In his analysis, Buscarnera has shown areas of the planned road that would be more prone to erosion and landslides—dangerous risks that can be mitigated by preserving vegetation.
“He’s also shown where alternatives to routing the road will not only avoid the most ecologically sensitive areas but can also be a net positive in terms of the structural stability of the road,” Bhagabati says. “He’s done calculations looking at the amount of soil that would need to be moved for different construction options, and based on that he’s given us a proxy for cost. His preliminary findings suggest that by building the road in a way that minimizes the disruption of the landscape there is potential to increase the infrastructure’s resilience while reducing its long-term costs. It’s been really great to work with him on this.”

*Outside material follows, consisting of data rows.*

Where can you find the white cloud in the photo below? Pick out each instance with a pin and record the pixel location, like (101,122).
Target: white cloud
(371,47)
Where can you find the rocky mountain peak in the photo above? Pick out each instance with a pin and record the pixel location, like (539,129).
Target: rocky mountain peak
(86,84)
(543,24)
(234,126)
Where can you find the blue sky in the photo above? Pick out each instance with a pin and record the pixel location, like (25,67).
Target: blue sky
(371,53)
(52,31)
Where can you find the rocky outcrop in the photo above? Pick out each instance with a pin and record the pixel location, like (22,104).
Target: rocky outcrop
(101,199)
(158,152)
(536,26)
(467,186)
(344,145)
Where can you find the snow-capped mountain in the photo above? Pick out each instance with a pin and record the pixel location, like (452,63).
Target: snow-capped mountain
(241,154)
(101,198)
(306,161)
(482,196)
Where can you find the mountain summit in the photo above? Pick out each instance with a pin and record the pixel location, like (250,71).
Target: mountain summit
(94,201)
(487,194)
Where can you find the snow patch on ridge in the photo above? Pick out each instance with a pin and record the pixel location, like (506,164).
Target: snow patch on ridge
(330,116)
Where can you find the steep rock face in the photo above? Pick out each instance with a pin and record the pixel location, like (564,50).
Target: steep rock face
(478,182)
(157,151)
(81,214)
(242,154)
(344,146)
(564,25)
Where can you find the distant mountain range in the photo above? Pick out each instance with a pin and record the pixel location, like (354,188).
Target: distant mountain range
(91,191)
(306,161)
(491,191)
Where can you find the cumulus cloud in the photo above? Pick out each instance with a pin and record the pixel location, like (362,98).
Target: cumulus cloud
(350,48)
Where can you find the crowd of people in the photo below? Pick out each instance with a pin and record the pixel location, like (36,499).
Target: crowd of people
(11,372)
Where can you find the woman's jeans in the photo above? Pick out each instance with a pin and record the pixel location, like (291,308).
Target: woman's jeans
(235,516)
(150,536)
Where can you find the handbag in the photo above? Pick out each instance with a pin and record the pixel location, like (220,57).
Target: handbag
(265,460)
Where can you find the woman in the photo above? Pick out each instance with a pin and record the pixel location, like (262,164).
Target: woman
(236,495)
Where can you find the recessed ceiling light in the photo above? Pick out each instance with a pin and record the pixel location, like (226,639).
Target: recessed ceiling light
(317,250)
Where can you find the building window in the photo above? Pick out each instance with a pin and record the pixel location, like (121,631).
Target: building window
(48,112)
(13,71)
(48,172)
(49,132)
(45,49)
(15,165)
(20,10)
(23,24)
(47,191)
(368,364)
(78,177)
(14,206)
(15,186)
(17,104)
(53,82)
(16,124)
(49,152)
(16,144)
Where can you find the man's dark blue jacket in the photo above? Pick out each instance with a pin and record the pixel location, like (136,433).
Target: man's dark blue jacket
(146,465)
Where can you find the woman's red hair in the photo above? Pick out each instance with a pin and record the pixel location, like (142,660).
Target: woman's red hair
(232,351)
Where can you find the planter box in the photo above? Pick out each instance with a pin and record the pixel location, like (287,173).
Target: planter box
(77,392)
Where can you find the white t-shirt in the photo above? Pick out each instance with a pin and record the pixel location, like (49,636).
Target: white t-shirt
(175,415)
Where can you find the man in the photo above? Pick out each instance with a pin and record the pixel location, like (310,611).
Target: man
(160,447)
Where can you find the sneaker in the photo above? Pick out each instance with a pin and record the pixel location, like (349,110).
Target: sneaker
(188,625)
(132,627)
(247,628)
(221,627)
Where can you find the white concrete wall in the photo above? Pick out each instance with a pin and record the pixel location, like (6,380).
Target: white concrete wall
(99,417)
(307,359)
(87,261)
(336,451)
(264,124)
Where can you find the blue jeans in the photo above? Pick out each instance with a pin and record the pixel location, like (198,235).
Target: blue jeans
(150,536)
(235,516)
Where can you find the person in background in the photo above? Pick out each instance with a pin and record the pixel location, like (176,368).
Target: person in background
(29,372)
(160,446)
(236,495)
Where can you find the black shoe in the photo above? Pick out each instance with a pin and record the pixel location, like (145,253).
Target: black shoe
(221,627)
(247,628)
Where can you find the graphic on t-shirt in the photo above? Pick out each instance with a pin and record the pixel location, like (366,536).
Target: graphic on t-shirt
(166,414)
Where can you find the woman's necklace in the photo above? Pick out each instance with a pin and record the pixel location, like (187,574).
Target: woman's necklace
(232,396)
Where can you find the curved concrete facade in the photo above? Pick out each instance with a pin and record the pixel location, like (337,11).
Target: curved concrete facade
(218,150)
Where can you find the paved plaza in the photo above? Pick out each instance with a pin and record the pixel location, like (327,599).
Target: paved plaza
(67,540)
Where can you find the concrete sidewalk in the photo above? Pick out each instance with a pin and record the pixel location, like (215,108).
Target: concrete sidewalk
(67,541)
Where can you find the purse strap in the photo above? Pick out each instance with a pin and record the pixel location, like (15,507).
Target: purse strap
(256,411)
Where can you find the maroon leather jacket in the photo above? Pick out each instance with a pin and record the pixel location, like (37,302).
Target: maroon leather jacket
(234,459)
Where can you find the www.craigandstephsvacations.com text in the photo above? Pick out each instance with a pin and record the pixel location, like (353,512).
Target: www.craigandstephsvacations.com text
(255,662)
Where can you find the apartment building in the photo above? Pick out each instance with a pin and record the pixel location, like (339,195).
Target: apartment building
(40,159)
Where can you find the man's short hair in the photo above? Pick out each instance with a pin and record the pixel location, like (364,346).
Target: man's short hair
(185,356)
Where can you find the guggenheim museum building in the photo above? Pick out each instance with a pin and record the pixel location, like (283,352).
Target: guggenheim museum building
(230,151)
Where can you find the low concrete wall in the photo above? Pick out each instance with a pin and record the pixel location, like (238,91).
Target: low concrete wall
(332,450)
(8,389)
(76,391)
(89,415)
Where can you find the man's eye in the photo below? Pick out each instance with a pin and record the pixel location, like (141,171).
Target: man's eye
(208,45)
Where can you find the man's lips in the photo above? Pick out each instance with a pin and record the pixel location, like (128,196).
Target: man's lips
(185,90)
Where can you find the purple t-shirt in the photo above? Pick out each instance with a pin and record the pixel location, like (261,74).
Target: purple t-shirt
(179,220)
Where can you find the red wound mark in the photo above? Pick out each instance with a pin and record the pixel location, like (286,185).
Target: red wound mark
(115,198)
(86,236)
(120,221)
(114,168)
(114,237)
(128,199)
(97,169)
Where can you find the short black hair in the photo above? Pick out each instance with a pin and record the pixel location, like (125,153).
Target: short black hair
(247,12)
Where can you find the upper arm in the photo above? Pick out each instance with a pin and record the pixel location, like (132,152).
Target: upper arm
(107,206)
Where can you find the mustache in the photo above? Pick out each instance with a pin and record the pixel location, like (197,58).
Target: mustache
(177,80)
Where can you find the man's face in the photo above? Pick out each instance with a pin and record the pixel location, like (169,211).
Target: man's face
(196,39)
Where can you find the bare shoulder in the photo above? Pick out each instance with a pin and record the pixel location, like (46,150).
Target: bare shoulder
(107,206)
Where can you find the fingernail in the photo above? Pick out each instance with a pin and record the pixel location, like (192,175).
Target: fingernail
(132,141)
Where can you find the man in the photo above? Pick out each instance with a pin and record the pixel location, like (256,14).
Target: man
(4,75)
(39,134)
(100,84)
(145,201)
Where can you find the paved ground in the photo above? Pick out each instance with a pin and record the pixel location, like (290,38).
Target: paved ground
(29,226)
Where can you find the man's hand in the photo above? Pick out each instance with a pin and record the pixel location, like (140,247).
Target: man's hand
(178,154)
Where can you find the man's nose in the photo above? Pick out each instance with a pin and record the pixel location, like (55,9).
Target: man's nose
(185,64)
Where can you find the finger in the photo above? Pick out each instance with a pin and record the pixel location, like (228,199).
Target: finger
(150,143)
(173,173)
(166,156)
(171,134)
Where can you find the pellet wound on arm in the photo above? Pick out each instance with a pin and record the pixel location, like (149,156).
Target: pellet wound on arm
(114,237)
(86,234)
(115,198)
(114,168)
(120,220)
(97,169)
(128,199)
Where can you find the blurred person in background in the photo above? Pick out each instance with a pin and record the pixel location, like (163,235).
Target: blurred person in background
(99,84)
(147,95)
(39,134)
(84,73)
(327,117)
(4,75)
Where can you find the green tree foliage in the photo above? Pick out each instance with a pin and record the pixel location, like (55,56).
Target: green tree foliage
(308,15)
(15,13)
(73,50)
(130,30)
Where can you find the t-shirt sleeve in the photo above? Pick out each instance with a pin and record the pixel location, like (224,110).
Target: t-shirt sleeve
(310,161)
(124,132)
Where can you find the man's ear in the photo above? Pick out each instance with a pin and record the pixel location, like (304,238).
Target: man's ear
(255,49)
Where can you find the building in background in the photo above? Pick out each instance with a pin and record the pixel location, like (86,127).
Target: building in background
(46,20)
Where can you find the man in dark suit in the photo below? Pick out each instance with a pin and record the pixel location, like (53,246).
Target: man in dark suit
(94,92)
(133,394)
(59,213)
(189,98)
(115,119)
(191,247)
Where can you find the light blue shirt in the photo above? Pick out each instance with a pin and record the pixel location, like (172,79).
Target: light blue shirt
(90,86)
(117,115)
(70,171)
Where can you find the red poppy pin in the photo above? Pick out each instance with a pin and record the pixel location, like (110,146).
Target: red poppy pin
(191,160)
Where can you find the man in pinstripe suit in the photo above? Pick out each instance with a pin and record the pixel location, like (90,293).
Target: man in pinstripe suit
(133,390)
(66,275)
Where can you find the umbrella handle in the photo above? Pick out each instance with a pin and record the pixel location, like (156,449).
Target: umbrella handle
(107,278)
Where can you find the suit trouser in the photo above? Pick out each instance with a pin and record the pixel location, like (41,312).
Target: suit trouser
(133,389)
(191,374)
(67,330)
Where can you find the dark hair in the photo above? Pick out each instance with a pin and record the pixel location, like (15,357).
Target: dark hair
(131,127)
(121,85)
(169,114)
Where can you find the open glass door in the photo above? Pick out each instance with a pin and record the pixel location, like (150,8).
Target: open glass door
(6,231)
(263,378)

Bhagabati also highlights the value of Buscarnera’s expertise as an engineer when it comes to convincing road developers and construction officials in Myanmar, who are rarely persuaded by arguments of deforestation alone.
“We would like to leverage the great work that Professor Buscarnera has done to inform sustainable choices around infrastructure planning at a national scale in Myanmar. But why stop there? As a global organization, WWF is looking at large-scale infrastructure development around the world—in China, Africa, Latin America, and elsewhere,” Bhagabati says. He emphasizes that the collaboration with Northwestern is playing an important role in supporting WWF’s work, adding that “our partnership with ISEN exposes the wealth and breadth of what Northwestern brings to the table—spanning everything from law and policy to engineering to data analytics to climate modelling. We could never get that with bilateral relationships with individual faculty members or departments.”
Buscarnera echoes this excitement surrounding the ongoing collaborative work with WWF, with a keen eye on future collaborative projects.
“The partnership between Northwestern and WWF is providing a platform to share complementary expertise that includes not only knowledge of engineering but also of environmental science and natural ecosystems, which WWF has been cultivating for decades. Projects like these can provide a springboard for synergies that have a global impact,” he says.